That’s when board members say they first heard about the housing replacement ordinance, prompting the auction’s cancellation while they petitioned the city to have the building exempted as a “project of special merit.”

Most city councilors balked at this argument, countering that there is no “project” to consider until the building is sold to someone who plans to remove the housing units. Y officials have responded by threatening to declare bankruptcy. Bankruptcy proceedings could lead to a division of assets that leaves former employees and local contractors unpaid, but a majority of councilors are willing to take that risk rather than weaken the intent of the housing law.

And even if the city agreed to waive the law’s requirements, there’s no guarantee the Y could realize top dollar for the building.

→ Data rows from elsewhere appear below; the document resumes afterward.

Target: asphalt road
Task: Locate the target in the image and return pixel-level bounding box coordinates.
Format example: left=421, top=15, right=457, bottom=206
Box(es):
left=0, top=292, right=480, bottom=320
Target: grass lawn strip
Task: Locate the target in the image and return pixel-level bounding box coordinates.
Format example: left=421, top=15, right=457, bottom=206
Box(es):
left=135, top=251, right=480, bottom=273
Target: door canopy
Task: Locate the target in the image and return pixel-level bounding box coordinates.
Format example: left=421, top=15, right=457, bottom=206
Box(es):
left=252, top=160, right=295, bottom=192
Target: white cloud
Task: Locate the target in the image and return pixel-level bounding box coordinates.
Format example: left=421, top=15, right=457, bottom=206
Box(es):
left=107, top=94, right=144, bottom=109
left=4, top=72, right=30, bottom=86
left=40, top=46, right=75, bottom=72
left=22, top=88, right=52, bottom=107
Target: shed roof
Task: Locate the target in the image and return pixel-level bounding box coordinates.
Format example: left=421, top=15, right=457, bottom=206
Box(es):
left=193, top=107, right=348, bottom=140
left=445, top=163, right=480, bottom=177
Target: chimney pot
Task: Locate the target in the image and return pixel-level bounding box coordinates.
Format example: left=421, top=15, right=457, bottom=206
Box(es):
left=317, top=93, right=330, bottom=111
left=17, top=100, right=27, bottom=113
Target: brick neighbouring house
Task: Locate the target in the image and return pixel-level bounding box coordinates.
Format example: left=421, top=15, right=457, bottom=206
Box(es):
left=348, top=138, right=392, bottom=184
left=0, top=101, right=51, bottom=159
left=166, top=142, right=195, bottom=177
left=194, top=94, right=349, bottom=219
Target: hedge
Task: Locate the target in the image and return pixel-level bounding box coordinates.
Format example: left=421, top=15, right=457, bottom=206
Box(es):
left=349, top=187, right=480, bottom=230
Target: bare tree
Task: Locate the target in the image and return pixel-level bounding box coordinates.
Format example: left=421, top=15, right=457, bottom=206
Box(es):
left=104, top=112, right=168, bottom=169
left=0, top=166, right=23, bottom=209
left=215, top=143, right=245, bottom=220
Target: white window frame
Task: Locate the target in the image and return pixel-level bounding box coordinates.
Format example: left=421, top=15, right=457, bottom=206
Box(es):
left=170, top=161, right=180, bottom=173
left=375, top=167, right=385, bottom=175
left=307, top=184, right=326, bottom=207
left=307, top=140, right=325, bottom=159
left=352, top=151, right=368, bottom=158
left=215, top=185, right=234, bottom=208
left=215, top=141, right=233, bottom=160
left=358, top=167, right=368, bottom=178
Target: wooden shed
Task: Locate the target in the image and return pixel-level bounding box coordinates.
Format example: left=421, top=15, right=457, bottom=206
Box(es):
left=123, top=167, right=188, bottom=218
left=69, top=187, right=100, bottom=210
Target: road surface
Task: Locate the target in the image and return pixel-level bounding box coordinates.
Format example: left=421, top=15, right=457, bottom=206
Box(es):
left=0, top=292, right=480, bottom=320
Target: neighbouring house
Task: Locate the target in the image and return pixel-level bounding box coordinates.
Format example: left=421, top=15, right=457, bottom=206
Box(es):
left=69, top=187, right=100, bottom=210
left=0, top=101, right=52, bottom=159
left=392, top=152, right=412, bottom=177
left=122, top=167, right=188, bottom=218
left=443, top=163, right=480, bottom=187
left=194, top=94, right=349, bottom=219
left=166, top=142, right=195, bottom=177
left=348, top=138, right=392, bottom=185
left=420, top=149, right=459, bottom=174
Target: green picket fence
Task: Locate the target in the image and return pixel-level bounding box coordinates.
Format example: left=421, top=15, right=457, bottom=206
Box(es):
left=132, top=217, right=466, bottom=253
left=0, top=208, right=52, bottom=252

That’s because the Maine State Housing Authority loaned the Y money last decade in exchange for a covenant on the property’s deed that requires it to offer shelter to women in need until the year 2030.

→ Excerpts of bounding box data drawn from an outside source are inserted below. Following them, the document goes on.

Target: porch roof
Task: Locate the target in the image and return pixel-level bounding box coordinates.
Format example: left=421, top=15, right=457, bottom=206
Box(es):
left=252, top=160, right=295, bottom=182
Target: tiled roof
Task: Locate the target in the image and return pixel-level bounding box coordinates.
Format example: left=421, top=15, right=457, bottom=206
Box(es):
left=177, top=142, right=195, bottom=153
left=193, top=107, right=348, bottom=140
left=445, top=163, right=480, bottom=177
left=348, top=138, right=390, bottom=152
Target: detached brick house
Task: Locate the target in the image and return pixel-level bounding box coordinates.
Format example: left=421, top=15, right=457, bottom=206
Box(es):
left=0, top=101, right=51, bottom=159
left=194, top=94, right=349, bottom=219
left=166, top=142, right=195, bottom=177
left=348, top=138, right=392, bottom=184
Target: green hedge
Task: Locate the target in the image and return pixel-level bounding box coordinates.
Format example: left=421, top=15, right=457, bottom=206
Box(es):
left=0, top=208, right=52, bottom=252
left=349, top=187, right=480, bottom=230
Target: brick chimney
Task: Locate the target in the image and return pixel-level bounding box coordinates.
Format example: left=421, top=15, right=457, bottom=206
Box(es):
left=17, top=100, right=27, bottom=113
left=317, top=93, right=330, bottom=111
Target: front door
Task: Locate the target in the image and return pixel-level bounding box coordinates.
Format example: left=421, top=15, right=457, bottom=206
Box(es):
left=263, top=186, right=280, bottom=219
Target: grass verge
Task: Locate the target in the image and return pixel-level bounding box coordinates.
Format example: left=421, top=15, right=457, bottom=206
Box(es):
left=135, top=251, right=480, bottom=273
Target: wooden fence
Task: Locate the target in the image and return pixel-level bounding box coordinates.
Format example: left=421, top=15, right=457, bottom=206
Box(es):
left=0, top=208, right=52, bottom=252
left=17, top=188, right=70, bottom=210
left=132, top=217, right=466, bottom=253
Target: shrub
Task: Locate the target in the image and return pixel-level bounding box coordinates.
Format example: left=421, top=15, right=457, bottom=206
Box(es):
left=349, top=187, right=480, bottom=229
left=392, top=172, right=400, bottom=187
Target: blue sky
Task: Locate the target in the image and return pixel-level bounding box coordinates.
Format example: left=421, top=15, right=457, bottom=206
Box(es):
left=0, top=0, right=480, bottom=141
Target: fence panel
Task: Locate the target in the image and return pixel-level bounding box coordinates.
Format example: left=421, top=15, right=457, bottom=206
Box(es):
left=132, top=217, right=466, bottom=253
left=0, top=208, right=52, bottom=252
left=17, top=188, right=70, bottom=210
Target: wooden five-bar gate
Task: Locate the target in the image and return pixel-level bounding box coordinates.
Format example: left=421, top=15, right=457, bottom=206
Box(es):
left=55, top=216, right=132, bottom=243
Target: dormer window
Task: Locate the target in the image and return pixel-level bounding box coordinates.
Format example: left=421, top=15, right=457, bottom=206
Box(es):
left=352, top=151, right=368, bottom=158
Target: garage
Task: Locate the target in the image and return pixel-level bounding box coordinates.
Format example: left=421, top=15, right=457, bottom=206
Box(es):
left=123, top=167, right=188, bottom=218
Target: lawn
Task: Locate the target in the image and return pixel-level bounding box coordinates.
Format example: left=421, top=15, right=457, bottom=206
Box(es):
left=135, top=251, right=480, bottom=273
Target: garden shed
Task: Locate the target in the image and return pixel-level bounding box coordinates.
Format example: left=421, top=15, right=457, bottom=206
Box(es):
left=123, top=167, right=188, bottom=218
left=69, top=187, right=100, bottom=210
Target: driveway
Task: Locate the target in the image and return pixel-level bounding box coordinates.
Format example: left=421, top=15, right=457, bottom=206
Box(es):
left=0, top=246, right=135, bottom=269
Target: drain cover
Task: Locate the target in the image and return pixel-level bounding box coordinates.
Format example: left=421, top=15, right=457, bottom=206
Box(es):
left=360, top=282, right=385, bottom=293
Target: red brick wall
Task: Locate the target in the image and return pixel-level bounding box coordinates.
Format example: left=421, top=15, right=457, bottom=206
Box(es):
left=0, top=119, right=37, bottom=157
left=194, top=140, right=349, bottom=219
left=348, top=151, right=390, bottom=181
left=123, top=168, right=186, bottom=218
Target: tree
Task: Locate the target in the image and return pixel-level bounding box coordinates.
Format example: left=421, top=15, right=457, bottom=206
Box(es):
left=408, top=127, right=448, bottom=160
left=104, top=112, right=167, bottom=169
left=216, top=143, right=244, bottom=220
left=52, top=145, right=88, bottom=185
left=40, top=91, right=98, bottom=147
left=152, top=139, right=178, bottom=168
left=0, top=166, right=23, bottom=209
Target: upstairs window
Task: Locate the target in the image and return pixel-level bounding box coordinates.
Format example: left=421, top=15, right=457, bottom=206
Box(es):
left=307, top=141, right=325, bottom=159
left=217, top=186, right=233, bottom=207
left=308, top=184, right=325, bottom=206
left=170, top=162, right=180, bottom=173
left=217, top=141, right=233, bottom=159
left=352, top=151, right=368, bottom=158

Despite intense pressure from the YWCA and allies like the United Way, MSHA has not agreed to lift its covenant. It’s offered to buy the property itself, but not for a price that would cover the Y’s outstanding debts, so the board has refused.

Meanwhile, the building remains empty. YWCA board members say its costing thousands of dollars a week just to heat it and keep it lit. And revelations about the building’s deteriorating condition keep coming: it’s got asbestos and structural problems so severe that its pool can’t be drained for fear of causing further damage.

City officials are trying to broker a deal between the YWCA and MSHA, but no progress has been made so far. At the risk of thickening this alphabet soup, consider this: If a deal isn’t reached ASAP, everyone involved will be SOL.